O Presidente angolano, José Eduardo dos Santos, anunciou hoje, em Luanda, o fim da parceria estratégica com Portugal, durante o discurso sobre o estado da Nação, na Assembleia Nacional de Angola.

«Só com Portugal, as coisas não estão bem. Têm surgido incompreensões ao nível da cúpula e o clima político atual, reinante nessa relação, não aconselha à construção da parceria estratégica antes anunciada», disse José Eduardo Santos.

Para o Bloco de Esquerda, «Portugal não se deu ao respeito porque não soube dizer que é um Estado de direito e que deve ser tido em conta como tal e respeitado como tal». «Ao não se dar ao respeito, é agora, na prática, pressionado, novamente desrespeitado, pelo regime angolano», declarou.

Pedro Filipe Soares considerou ainda que a argumentação do primeiro-ministro para manter o ministro dos Negócios Estrangeiros, Rui Machete, em funções, caiu por terra.

«O Governo dizia que queria manter o ministro Rui Machete, dava a entender que devido às relações com Angola.

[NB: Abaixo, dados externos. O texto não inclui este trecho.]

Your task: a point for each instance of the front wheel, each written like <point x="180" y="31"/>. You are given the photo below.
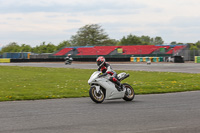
<point x="97" y="97"/>
<point x="129" y="94"/>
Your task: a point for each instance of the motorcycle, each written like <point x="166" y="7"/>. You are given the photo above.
<point x="68" y="61"/>
<point x="102" y="88"/>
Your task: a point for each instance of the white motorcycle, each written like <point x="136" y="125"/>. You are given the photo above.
<point x="102" y="88"/>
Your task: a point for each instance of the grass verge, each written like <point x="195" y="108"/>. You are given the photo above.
<point x="31" y="83"/>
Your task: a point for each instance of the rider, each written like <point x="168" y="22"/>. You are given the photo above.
<point x="105" y="68"/>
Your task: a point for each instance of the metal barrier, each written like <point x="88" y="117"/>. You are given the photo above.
<point x="145" y="59"/>
<point x="4" y="60"/>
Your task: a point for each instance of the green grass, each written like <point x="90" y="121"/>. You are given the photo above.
<point x="31" y="83"/>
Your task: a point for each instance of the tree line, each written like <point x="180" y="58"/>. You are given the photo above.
<point x="90" y="35"/>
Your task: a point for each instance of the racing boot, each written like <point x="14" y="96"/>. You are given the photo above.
<point x="120" y="87"/>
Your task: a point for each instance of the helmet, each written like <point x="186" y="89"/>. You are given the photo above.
<point x="100" y="61"/>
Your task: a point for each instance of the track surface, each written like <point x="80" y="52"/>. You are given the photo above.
<point x="163" y="67"/>
<point x="161" y="113"/>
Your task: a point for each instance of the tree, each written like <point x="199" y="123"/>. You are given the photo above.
<point x="157" y="40"/>
<point x="131" y="40"/>
<point x="89" y="35"/>
<point x="173" y="43"/>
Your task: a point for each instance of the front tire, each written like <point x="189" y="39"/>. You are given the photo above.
<point x="129" y="94"/>
<point x="97" y="97"/>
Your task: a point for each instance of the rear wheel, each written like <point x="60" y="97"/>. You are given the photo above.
<point x="129" y="94"/>
<point x="97" y="97"/>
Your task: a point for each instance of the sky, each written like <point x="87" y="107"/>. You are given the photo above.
<point x="35" y="21"/>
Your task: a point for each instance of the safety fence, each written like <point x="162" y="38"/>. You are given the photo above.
<point x="197" y="59"/>
<point x="146" y="59"/>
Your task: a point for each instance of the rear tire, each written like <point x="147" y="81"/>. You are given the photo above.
<point x="97" y="97"/>
<point x="130" y="94"/>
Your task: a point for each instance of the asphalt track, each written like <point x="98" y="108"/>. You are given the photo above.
<point x="157" y="113"/>
<point x="163" y="67"/>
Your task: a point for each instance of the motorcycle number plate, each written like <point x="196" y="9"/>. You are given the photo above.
<point x="97" y="88"/>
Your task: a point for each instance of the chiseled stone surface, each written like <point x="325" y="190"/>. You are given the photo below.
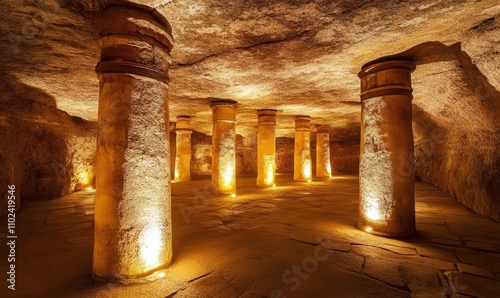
<point x="297" y="57"/>
<point x="295" y="240"/>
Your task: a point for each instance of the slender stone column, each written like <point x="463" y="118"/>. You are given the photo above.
<point x="266" y="148"/>
<point x="183" y="149"/>
<point x="386" y="170"/>
<point x="302" y="170"/>
<point x="132" y="234"/>
<point x="323" y="166"/>
<point x="224" y="146"/>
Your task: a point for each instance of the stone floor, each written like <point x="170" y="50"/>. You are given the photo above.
<point x="294" y="240"/>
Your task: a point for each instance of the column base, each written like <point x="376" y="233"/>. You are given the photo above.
<point x="150" y="276"/>
<point x="370" y="230"/>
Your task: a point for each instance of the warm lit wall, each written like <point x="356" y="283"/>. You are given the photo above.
<point x="456" y="113"/>
<point x="44" y="151"/>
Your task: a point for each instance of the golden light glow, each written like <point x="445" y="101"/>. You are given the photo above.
<point x="269" y="170"/>
<point x="372" y="209"/>
<point x="306" y="169"/>
<point x="227" y="176"/>
<point x="151" y="242"/>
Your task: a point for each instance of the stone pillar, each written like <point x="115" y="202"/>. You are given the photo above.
<point x="302" y="170"/>
<point x="266" y="148"/>
<point x="132" y="234"/>
<point x="224" y="146"/>
<point x="183" y="149"/>
<point x="386" y="170"/>
<point x="323" y="165"/>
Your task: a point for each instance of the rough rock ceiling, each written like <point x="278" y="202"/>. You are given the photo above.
<point x="300" y="57"/>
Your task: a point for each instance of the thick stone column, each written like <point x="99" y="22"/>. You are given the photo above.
<point x="302" y="170"/>
<point x="183" y="149"/>
<point x="323" y="165"/>
<point x="386" y="170"/>
<point x="266" y="148"/>
<point x="224" y="146"/>
<point x="132" y="234"/>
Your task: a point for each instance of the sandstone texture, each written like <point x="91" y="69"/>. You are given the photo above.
<point x="298" y="57"/>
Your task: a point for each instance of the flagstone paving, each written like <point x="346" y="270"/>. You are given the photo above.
<point x="294" y="240"/>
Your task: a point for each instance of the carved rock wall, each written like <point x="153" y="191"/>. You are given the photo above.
<point x="44" y="152"/>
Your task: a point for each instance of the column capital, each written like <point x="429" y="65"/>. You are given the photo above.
<point x="302" y="122"/>
<point x="267" y="117"/>
<point x="386" y="77"/>
<point x="183" y="123"/>
<point x="223" y="110"/>
<point x="320" y="128"/>
<point x="134" y="40"/>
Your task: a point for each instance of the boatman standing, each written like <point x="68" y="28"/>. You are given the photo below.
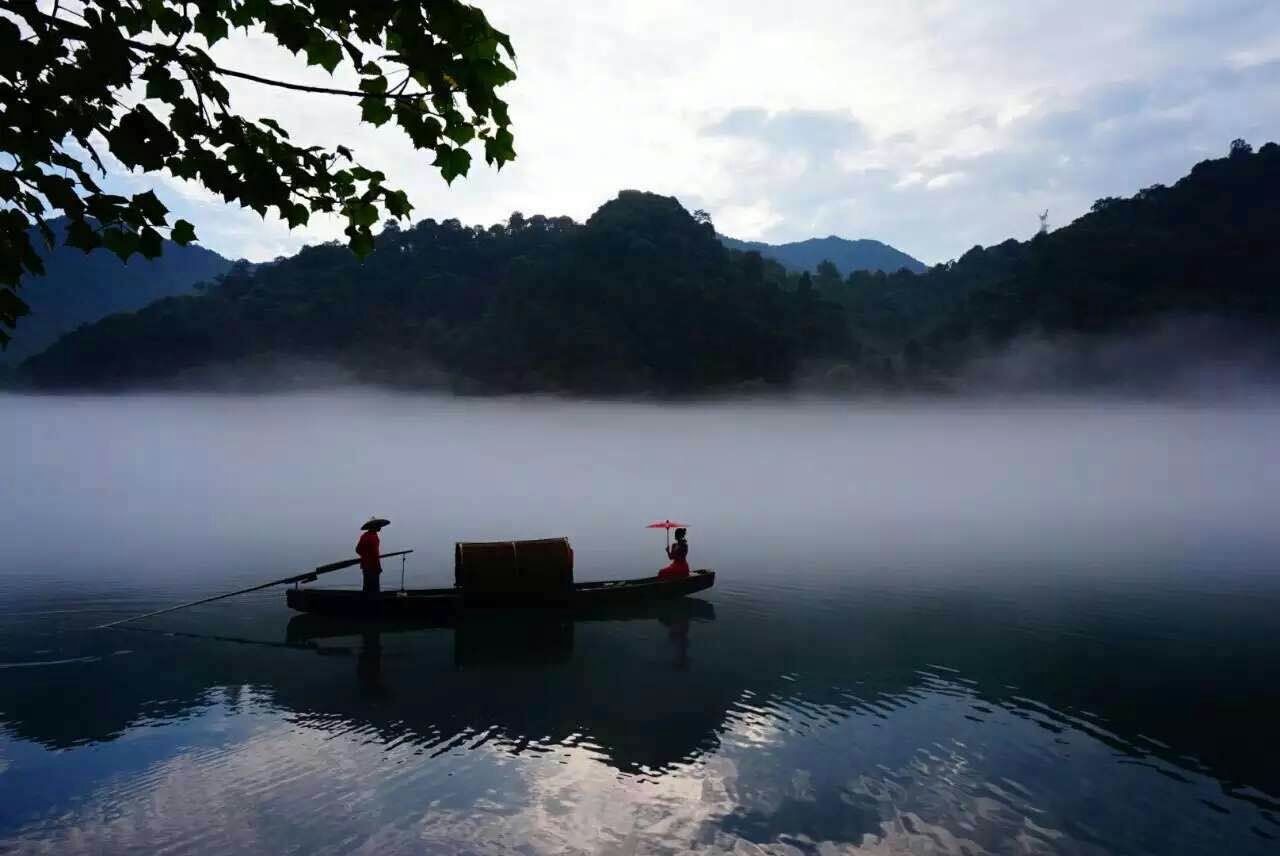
<point x="369" y="548"/>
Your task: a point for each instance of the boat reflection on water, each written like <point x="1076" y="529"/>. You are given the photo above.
<point x="528" y="681"/>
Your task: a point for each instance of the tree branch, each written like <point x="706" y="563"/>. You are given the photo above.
<point x="78" y="32"/>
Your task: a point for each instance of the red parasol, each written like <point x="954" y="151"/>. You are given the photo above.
<point x="668" y="526"/>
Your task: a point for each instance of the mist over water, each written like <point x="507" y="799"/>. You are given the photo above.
<point x="984" y="626"/>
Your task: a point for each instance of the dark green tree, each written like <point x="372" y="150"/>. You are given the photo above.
<point x="135" y="78"/>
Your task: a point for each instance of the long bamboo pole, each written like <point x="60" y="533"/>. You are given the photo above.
<point x="300" y="577"/>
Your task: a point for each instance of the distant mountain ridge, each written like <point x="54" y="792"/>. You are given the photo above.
<point x="844" y="253"/>
<point x="81" y="288"/>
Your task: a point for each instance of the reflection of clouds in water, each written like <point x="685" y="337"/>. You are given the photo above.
<point x="918" y="778"/>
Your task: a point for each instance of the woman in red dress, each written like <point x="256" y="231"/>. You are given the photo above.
<point x="679" y="555"/>
<point x="369" y="548"/>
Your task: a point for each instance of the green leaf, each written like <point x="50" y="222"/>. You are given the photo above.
<point x="374" y="85"/>
<point x="397" y="204"/>
<point x="211" y="27"/>
<point x="460" y="133"/>
<point x="161" y="85"/>
<point x="375" y="110"/>
<point x="499" y="149"/>
<point x="361" y="243"/>
<point x="150" y="243"/>
<point x="120" y="242"/>
<point x="297" y="215"/>
<point x="323" y="53"/>
<point x="452" y="163"/>
<point x="361" y="214"/>
<point x="183" y="233"/>
<point x="274" y="126"/>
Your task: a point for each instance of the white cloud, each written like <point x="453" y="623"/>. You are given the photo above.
<point x="826" y="117"/>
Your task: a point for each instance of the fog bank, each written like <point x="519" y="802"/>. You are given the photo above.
<point x="144" y="488"/>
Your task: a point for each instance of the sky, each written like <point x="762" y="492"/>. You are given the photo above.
<point x="929" y="124"/>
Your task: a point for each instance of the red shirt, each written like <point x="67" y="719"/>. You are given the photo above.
<point x="368" y="548"/>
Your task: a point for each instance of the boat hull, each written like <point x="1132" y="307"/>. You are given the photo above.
<point x="442" y="603"/>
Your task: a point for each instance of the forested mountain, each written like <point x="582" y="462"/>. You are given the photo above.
<point x="644" y="297"/>
<point x="80" y="288"/>
<point x="641" y="297"/>
<point x="845" y="255"/>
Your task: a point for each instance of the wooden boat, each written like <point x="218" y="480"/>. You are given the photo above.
<point x="312" y="627"/>
<point x="434" y="604"/>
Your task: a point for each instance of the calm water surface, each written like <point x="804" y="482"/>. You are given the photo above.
<point x="1036" y="628"/>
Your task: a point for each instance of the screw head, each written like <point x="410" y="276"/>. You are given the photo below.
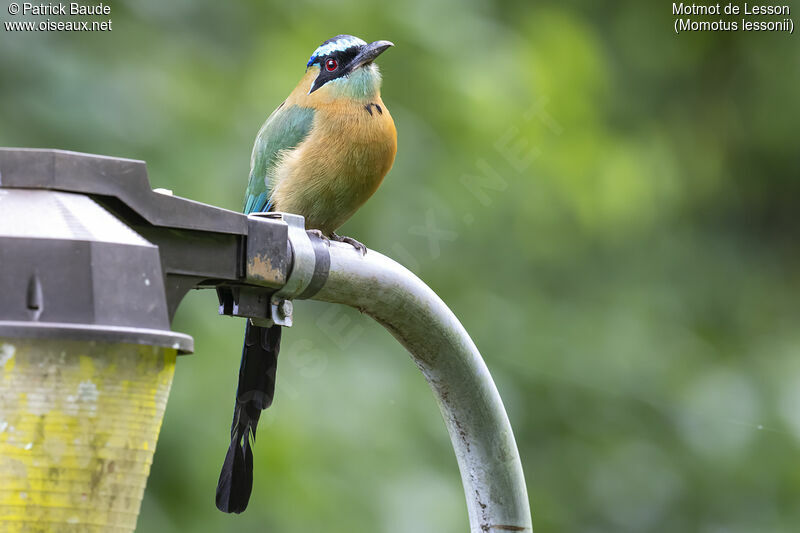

Não tem mais nenhuma argumentação para manter este ministro, antes pelo contrário, se há conclusão que deve tirar é que é a desastrosa condução de todo este processo que também agora está a ser colocada sobre o crivo da crítica», argumentou.

Portugal e Angola têm previsto realizar, em Luanda, em fevereiro do próximo ano, a primeira cimeira bilateral, cuja realização foi anunciada em fevereiro passado pelo então ministro dos Negócios Estrangeiros português, Paulo Portas.

Na sexta-feira, no final de um encontro com o chefe da diplomacia angolana, Georges Chicoti, em Luanda, o secretário de Estado dos Negócios Estrangeiros português, Luís Campos Ferreira, anunciou que a primeira cimeira Portugal-Angola se vai realizar nos primeiros dias de fevereiro de 2014.